If humans survived on sunlight
A recurring argument for the inferiority of plants is the fact that plants have no brain or central nervous system. In fact, that is what makes them so advanced. As long as you stay rooted in one place and survive on sunlight, being able to run away from dangers does not improve your chances of survival.

“You become a plant if you live by photosynthesis,” Palmgren said.

“This may sound banal, but it’s profound. If humans had to live by photosynthesis, we would become plants too. Form and function are tightly coupled. Plants are an advanced life form like us, even when it comes to being able to sense their surroundings. They look the way they look, because they live the way they live. They don’t have a nervous system, because they are plants and have roots.

Seeing the world in a new light
Madsen said that the conversations with Palmgren changed the way he sees plants, even the world. Nothing less. The book is their attempt to invite readers to share their fascination with plants. Working with the book changed Palmgren in some ways too. He has learned to share his knowledge with a broader audience.

“Anders asks brilliant questions,” he said.

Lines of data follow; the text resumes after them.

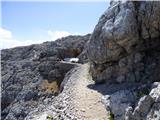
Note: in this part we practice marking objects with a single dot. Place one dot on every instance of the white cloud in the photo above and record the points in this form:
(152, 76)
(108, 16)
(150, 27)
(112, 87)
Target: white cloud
(54, 35)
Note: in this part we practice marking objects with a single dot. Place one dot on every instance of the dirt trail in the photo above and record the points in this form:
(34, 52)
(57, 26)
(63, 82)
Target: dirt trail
(87, 101)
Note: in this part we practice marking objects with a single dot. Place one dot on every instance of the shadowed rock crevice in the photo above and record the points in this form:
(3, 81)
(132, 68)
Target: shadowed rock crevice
(124, 52)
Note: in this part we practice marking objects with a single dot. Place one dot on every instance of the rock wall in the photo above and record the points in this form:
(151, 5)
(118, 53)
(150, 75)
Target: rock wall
(124, 53)
(124, 46)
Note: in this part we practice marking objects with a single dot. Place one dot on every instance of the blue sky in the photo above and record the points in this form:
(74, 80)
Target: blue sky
(35, 22)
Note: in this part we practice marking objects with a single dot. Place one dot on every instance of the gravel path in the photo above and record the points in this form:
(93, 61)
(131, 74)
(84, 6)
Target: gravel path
(87, 101)
(76, 102)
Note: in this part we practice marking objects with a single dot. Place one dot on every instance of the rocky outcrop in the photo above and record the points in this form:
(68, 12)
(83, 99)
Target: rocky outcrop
(124, 46)
(33, 74)
(123, 52)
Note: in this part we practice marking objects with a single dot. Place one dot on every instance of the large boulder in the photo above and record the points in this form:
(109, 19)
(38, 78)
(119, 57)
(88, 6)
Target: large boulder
(124, 46)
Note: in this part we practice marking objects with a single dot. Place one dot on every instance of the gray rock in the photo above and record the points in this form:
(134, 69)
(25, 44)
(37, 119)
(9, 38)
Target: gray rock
(126, 43)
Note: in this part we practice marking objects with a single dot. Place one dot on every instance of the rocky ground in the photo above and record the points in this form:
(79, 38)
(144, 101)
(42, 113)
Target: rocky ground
(34, 73)
(120, 81)
(76, 102)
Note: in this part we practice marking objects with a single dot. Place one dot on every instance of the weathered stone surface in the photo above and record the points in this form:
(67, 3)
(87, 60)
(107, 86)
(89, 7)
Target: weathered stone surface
(126, 43)
(24, 70)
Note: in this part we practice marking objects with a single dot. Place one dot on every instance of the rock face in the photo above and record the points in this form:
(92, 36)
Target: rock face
(124, 46)
(29, 74)
(123, 51)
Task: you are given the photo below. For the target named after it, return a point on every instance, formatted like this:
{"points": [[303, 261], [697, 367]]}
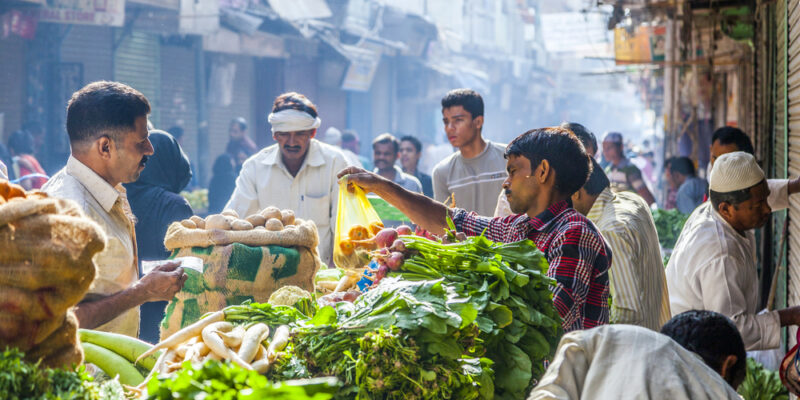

“He’s enthusiastic, knowledgeable and intelligent. What I said to him was what I meant. In a way, one of the first things you learn at university is a new language, but no one outside the university speaks it. In fact, you don’t really need it when talking about science. Popular science does not have to be dumbed down. Sometimes you can just replace scientific terms with your own words.”

It also helps if a researcher is confident that what they are saying is something that other people will find exciting, Madsen added.

“You could listen to the world’s top astronomer and still be entirely uninterested in what they’re saying if they don’t show confidence in their research. That is one of Mickey’s strengths. He believes in his research. That is what makes someone interesting.”

The “Plant Manifesto – defending a silent life form” was published on Gyldendal on 28 October.